Pour l’instant, j’ai déjà tellement de mal à rédiger un rapport de deux pages que je n’imagine pas écrire un livre de plus de 200 pages. Simplement par cet aspect-là je n’ai pas envie d’écrire quelque livre que ce soit et d’autre part je pense que sur le GIGN, les livres qui existent et le vôtre en est un autre, même s’il n’est pas écrit par quelqu’un du GIGN, beaucoup de choses ont été dites. Ce qui n’a pas été dit ou montré va l’être par l’intermé­diaire de ce volume et en dehors des confessions d’un enfant du siècle je ne vois pas ce que je pourrais écrire de nouveau.

Quant à raconter des événements auxquels j’ai participé, il faudrait vraiment qu’un événement fondamental trouble ma vie au GIGN, la reformule dans des termes différents pour que j’éprouve le besoin d’écrire sur le GIGN. Je pense qu’en matière d’ouvrage, un livre reste à écrire sur le GIGN mais c’est le livre qui raconterait ce que sont les gens du GIGN et ce qu’ils sont non pas dans leur attitude qui est la plus médiatique, c’est-à-dire pen­dant les opérations, mais ce qu’ils sont vraiment, ce qu’ils recèlent en eux et ce qu’ils sont fondamentalement dans leur propre personne.

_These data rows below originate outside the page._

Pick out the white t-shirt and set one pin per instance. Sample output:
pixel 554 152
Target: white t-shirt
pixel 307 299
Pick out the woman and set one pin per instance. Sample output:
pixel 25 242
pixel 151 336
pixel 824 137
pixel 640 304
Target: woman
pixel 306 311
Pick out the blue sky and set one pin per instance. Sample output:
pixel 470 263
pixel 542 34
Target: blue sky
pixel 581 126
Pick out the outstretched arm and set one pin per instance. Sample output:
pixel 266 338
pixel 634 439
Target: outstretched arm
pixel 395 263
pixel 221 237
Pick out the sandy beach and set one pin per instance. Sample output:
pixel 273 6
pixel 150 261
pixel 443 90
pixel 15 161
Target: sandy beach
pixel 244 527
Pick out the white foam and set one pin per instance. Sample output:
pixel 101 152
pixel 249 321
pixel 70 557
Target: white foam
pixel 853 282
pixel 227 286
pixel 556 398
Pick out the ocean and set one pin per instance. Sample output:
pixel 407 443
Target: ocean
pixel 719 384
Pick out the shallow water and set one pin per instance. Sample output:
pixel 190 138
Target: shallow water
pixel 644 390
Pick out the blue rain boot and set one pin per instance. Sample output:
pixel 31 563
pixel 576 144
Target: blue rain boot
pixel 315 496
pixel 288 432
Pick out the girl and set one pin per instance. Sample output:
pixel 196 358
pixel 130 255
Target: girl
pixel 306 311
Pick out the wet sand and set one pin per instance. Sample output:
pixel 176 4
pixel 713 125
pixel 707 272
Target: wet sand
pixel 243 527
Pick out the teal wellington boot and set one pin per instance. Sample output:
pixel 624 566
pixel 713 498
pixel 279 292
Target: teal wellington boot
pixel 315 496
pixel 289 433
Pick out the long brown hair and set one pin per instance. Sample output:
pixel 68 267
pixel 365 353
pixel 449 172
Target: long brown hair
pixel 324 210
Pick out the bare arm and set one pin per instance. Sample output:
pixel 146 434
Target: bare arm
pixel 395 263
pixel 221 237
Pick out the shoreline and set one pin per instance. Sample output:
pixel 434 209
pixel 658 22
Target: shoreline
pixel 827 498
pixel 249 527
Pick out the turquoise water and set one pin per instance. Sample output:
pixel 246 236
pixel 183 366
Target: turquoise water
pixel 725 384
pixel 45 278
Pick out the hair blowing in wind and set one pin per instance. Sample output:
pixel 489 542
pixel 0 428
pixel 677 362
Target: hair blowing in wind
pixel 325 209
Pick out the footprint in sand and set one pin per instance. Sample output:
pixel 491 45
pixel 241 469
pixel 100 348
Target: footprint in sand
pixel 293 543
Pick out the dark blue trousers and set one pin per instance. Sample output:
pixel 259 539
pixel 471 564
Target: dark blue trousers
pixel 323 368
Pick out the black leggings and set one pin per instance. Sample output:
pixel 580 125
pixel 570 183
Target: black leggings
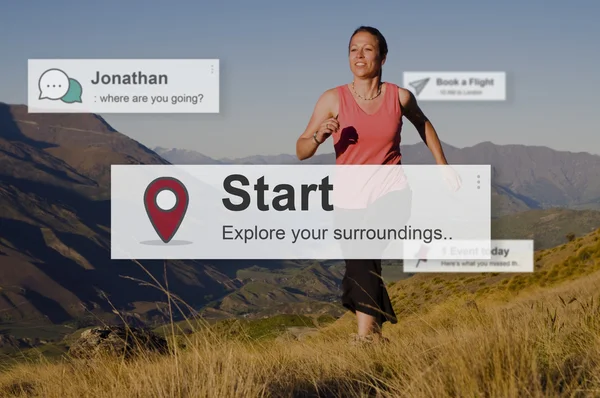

Ce livre-là, il sera sûrement écrit un jour, en serais-je l’auteur, je ne le pense pas. Mais il peut être intéressant d’y songer.

Y.G.

En vous laissant le mot de la fin, avez-vous un message à trans­mettre à nos lecteurs ou à vos hommes qui découvriront cet interview ?

Cdt C. :

Les gens qui vont prendre la peine d’ouvrir ce livre, j’espère qu’ils vont trouver du plaisir à le lire et à le regarder, qu’ils seront surpris, peut-être, et c’est un bon signe, dans la mesure où l’on est favorablement surpris et j’espère que l’interview que je conclus ici leur permettra de bien comprendre au-delà des images qui vont suivre ce qu’est ce GIGN dont beaucoup parlent mais peu connaissent la réalité.

Quant à l’ensemble des gendarmes qui travaillent avec moi dans cette unité, ce que je peux leur dire qu’ils ne sachent déjà c’est que sans eux, ni ce livre, ni cet interview n’auraient pu exister.